With modern operating systems we have various server task scheduling options available to use. We can either use OSes modified to provide soft real-time such as versions of Linux. We can also ask the task schedulers to give certain processes either higher priority or to give them real-time alike scheduling, as is possible in Solaris and maybe Linux. I wonder of anyone has experimented with observing FreeRadius performance under load conditions with these options? We shouldn't expect faster performance, but we may achieve more consistent behaviour - for example a smaller variance in response times. Thoughts and suggestions welcome. tariq (this applies not just to freeradius but other server tasks too)
On Wed 20 Sep 2006 14:09, Tariq Rashid wrote:
With modern operating systems we have various server task scheduling options available to use.
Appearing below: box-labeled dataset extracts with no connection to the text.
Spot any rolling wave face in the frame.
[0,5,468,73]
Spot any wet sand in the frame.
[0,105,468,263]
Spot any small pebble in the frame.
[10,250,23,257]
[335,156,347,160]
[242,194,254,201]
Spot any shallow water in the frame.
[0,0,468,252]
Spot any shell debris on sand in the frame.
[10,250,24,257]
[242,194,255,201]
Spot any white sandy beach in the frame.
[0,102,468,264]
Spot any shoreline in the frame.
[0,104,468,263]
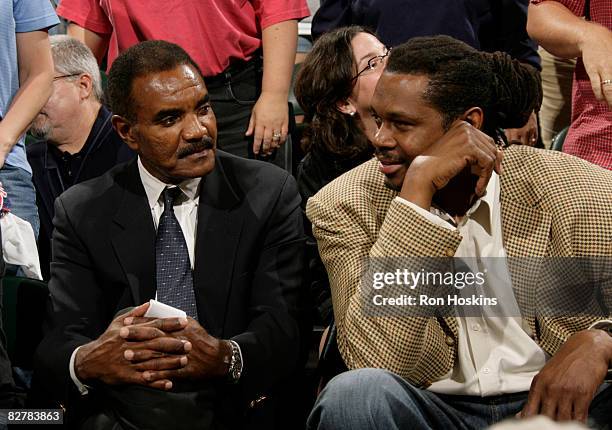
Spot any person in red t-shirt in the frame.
[57,0,309,164]
[527,0,612,170]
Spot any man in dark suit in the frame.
[26,35,135,279]
[36,41,303,428]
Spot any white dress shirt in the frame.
[396,173,548,396]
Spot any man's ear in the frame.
[79,73,93,100]
[336,99,357,116]
[461,107,484,130]
[111,115,139,152]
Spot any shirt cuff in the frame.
[69,346,90,396]
[395,196,456,231]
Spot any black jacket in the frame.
[27,106,135,279]
[36,151,304,428]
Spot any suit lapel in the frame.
[41,143,64,217]
[193,157,243,336]
[111,160,155,305]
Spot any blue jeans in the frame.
[0,164,40,239]
[307,369,612,430]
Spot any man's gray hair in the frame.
[49,34,103,101]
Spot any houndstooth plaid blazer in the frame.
[307,146,612,387]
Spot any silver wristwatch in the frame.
[227,340,242,383]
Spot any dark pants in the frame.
[204,54,291,168]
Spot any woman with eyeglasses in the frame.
[295,26,389,210]
[295,26,389,324]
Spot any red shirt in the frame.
[57,0,310,76]
[531,0,612,170]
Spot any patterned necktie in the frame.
[155,187,198,320]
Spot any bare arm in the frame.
[0,31,53,168]
[246,20,297,154]
[68,22,109,64]
[527,1,612,108]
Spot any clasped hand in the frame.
[75,303,231,390]
[400,120,502,210]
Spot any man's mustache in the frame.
[374,149,406,164]
[178,136,215,158]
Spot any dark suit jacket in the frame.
[27,106,135,279]
[36,151,304,426]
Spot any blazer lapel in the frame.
[111,160,155,305]
[41,143,64,217]
[193,157,243,336]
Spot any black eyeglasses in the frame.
[351,48,391,81]
[53,73,81,81]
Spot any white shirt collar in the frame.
[138,157,202,209]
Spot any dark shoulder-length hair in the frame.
[295,25,376,158]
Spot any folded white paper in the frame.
[145,299,187,318]
[0,212,42,279]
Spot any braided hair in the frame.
[385,36,542,142]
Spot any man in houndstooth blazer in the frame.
[307,37,612,429]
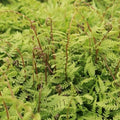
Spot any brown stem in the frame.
[65,10,76,81]
[104,57,115,80]
[38,78,43,112]
[46,18,56,71]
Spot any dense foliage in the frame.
[0,0,120,120]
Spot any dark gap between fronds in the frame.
[38,76,43,112]
[0,91,10,120]
[95,31,109,63]
[46,17,56,71]
[65,7,76,81]
[0,67,23,119]
[103,57,116,80]
[16,48,26,80]
[0,10,52,76]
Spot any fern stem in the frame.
[16,48,26,80]
[46,17,56,71]
[65,10,76,81]
[0,91,9,120]
[95,31,109,63]
[104,57,115,80]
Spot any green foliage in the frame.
[0,0,120,120]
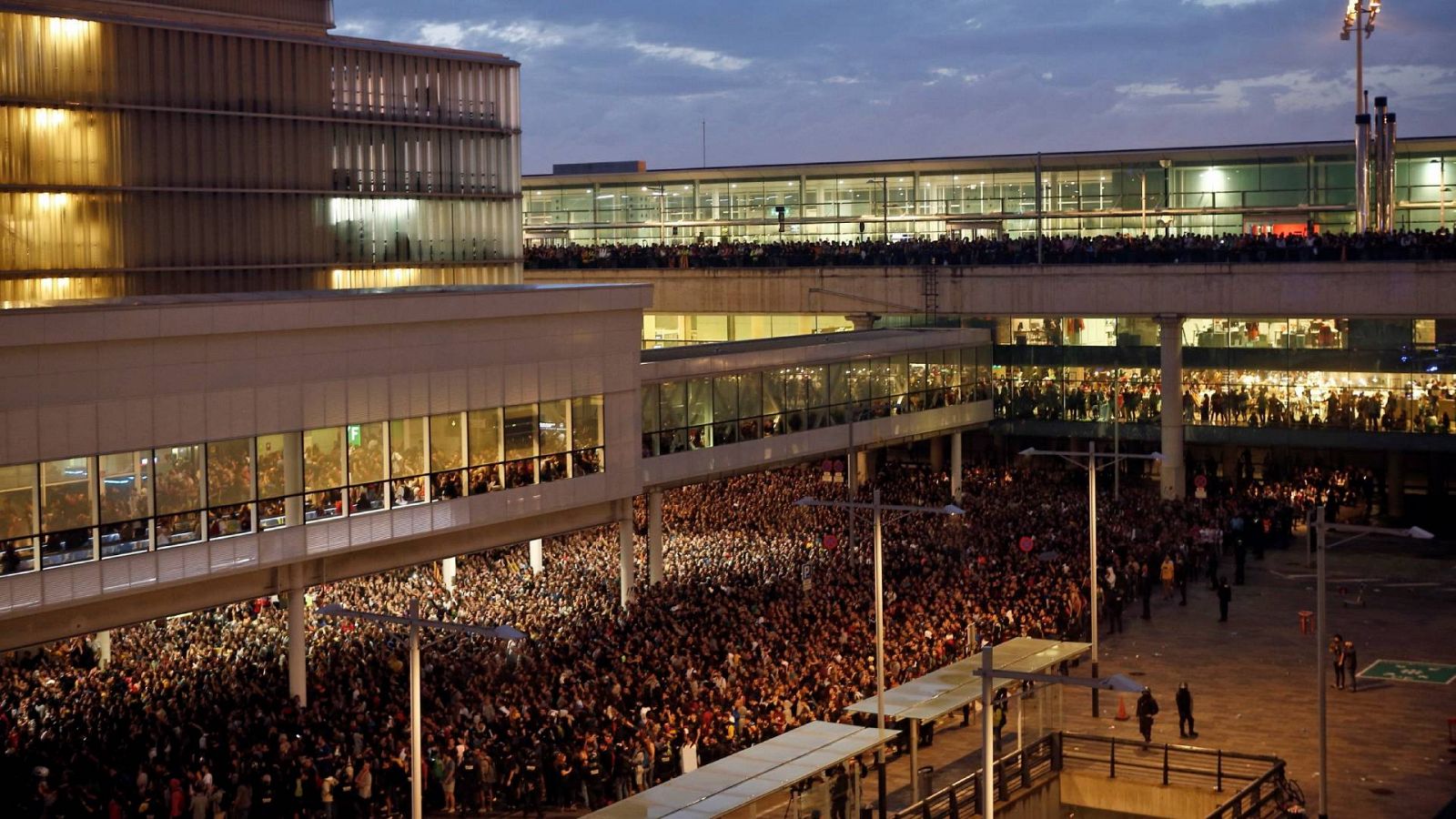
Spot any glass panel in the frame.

We can either use OSes modified to provide soft real-time such as versions of Linux. We can also ask the task schedulers to give certain processes either higher priority or to give them real-time alike scheduling, as is possible in Solaris and maybe Linux.
I wonder of anyone has experimented with observing FreeRadius performance under load conditions with these options? We shouldn't expect faster performance, but we may achieve more consistent behaviour - for example a smaller variance in response times.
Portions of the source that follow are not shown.